The Biglow Papers
Author: James Russell Lowell
Publisher:
Published: 1866
Total Pages: 326
ISBN-13:
DOWNLOAD EBOOKRead and Download eBook Full
Author: James Russell Lowell
Publisher:
Published: 1866
Total Pages: 326
ISBN-13:
DOWNLOAD EBOOKAuthor: James Russell Lowell
Publisher: BoD – Books on Demand
Published: 2021-11-05
Total Pages: 342
ISBN-13: 3752532998
DOWNLOAD EBOOKReprint of the original, first published in 1867.
Author: James Russell Lowell
Publisher:
Published: 1862
Total Pages: 146
ISBN-13:
DOWNLOAD EBOOKAuthor: James Russell Lowell
Publisher:
Published: 1874
Total Pages: 88
ISBN-13:
DOWNLOAD EBOOKSilhouettes tell the story of courtship.
Author: James Russell Lowell
Publisher:
Published: 1862
Total Pages: 44
ISBN-13:
DOWNLOAD EBOOKAuthor: James Russell Lowell
Publisher:
Published: 1893
Total Pages: 320
ISBN-13:
DOWNLOAD EBOOKChaucer.--The old dramatists [Chapman and Ford].--The plays of Thomas Middleton.--Song-writing.
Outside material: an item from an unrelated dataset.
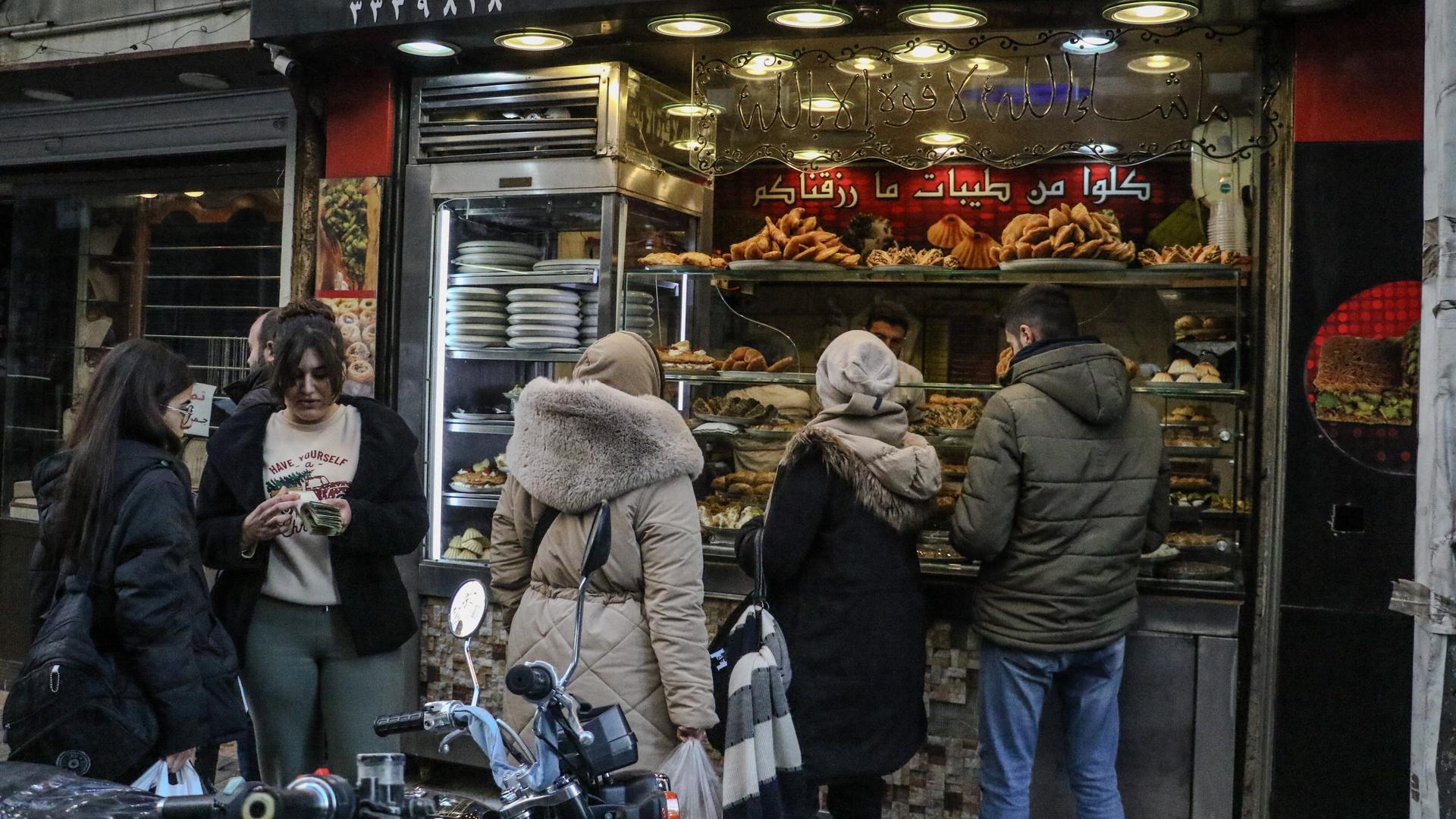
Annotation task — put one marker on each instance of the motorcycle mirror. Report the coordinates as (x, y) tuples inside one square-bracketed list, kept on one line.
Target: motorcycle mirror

Author: Jaime Javier Rodríguez
Publisher: University of Texas Press
Published: 2010-05-15
Total Pages: 321
ISBN-13: 0292722451
DOWNLOAD EBOOKThe literary archive of the U.S.-Mexican War (1846-1848) opens to view the conflicts and relationships across one of the most contested borders in the Americas. Most studies of this literature focus on the war's nineteenth-century moment of national expansion. In The Literatures of the U.S.-Mexican War, Jaime Javier Rodríguez brings the discussion forward to our own moment by charting a new path into the legacies of a military conflict embedded in the cultural cores of both nations. Rodríguez's groundbreaking study moves beyond the terms of Manifest Destiny to ask a fundamental question: How do the war's literary expressions shape contemporary tensions and exchanges among Anglo Americans, Mexicans, and Mexican Americans. By probing the war's traumas, anxieties, and consequences with a fresh attention to narrative, Rodríguez shows us the relevance of the U.S.-Mexican War to our own era of demographic and cultural change. Reading across dime novels, frontline battle accounts, Mexican American writings and a wide range of other popular discourse about the war, Rodríguez reveals how historical awareness itself lies at the center of contemporary cultural fears of a Mexican "invasion," and how the displacements caused by the war set key terms for the ways Mexican Americans in subsequent generations would come to understand their own identities. Further, this is also the first major comparative study that analyzes key Mexican war texts and their impact on Mexico's national identity.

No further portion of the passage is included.